Ace engineer Ken Schubert at Cue Recording Studios was able to take all the various tracks, put them together in a martini shaker, and voila! – a really cool new Chaise Lounge Christmas album, our second. Out Under the Sky features a mix of fresh originals like “Trimmin’ the Tree” along with our versions of traditional numbers. Our take on Blind Willie Johnson’s “Soul of a Man” features me on slide guitar and saxophonist Jeff Gray with a searing tenor solo. The CD is being pressed now and will drop on October 12. If you’re in a rush, you can already buy the digital version at our online store.

Choral Commission: I Hold Your Name

Everything we do right now is colored by our present circumstances. Sometimes, it works out well. I was recently commissioned by the Cantate Chamber Singers and their redoubtable conductor, Victoria Gau, to write a choral work that reflects the current moment. The text for the piece, I Hold Your Name, was commissioned from the poet Adrianna Smith. It was my first opportunity to work with a poet in such an interactive way. Her original libretto was beautiful, and if I asked for an alternate word that might include, say, more long vowels, she was right on top of it. My hope is that I fashioned the music in such a way that all of her lines are clear and understandable. The goal is to have some sort of performance in the spring. If a choir can feel safe singing a public performance, then we’ll know that we are somewhere close to normalcy.

On the Folk Charts!

On the Folk Charts!

So here’s an unexpected development: My new solo album is on the FAI Folk Chart for August! “All By His Own Self” is #17 on the album chart; two songs from the album are on the song chart (“Hold Still” at #16 and “Corinna, Corinna” at #22); and I am #24 on the “Top Artists” chart.
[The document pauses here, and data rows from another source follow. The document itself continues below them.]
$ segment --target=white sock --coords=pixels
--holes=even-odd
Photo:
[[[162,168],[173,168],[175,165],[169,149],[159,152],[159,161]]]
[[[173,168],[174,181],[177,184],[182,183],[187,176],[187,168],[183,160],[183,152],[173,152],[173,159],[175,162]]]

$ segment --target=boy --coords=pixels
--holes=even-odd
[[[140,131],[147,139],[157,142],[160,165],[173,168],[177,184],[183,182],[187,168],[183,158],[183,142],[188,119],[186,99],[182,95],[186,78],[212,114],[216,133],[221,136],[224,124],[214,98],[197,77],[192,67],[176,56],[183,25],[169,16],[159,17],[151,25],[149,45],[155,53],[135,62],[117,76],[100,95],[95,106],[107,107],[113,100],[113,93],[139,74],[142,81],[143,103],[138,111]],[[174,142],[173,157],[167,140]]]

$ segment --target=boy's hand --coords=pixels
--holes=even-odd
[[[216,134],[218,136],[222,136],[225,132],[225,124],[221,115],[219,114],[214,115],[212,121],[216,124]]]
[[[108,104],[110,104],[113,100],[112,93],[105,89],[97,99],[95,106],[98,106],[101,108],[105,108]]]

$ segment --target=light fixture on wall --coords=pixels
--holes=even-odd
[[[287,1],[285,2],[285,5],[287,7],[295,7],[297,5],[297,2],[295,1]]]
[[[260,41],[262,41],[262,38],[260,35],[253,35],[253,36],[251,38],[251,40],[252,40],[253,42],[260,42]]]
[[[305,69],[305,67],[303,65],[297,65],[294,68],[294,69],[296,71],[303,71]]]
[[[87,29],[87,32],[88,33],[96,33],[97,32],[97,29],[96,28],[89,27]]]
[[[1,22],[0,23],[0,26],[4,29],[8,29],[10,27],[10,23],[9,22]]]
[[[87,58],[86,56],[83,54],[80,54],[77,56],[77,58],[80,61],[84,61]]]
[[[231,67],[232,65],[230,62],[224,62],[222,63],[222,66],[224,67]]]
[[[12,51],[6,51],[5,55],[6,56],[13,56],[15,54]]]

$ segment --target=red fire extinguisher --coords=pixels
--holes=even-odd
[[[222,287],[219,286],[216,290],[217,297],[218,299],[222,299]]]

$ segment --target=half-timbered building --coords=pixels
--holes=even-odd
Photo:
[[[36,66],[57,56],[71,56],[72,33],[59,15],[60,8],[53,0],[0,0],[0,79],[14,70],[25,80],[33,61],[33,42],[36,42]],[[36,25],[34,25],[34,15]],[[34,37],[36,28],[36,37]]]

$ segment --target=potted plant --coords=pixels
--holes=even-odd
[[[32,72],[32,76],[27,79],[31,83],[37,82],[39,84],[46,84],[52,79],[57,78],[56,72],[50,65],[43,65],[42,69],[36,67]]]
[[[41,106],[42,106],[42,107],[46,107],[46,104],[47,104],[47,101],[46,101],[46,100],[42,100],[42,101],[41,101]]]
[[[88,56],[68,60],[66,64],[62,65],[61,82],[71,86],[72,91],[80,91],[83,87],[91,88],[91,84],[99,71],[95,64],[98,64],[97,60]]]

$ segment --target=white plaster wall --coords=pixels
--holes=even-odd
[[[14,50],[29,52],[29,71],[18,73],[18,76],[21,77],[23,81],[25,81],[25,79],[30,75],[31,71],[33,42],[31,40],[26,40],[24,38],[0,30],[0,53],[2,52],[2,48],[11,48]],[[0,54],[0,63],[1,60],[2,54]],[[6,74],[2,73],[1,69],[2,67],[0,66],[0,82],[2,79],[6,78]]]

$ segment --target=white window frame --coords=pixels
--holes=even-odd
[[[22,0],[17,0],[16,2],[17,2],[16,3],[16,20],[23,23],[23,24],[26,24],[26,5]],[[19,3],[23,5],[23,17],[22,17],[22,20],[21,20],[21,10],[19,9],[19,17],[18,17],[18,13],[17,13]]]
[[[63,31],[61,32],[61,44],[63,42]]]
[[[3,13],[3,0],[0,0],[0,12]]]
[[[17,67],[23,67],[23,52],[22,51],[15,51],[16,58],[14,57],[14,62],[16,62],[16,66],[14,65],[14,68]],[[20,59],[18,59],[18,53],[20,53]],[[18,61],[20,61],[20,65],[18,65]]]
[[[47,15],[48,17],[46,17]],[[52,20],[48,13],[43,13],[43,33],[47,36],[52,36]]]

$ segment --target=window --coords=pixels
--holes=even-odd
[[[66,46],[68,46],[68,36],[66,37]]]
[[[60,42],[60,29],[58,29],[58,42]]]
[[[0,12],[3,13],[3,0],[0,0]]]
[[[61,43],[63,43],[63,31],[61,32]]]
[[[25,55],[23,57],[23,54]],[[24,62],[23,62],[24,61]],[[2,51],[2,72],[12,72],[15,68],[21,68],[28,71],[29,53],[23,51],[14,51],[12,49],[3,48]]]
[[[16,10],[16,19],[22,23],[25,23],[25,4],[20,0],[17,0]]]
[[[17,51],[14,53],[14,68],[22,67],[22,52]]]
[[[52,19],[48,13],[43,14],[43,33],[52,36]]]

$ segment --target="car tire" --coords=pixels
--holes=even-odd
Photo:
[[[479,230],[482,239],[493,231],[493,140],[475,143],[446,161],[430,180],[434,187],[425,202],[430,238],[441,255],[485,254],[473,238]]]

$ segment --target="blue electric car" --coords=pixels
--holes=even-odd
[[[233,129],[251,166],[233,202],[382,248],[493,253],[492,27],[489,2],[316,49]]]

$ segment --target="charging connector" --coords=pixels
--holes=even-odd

If you’d like to hear selections or buy the album, you can find it at my online store.

New Musical: When We Get There

I guess we are are in scramble mode, trying to figure out how best to use our creative energy during this Covid time.  I started a new musical in March with two book-writers; Richard Lasser from Seattle and Robert P. Young from Detroit. It is called When We Get There It stems from a story I wrote nearly ten years ago, but has been changed and massaged into a new and wonderful piece of theatre by a lot of brilliant work by Robert and Richard. Basically it is a story of four people who drive from New Jersey to march in Selma in what turned out to be “Bloody Sunday” in 1965.  We had a few terrific actors join us for a Zoom table read last week.  We were  fortunate to have Broadway veterans Allison Briner-Dardenne read the part of Rose. Q. Smith played Mary. Erick Pinnick read Terrance and Safiya Harris (pictured) played Dawn.  We learned a ton about our small but mighty show.  Once there is theatre again, this show will be ready!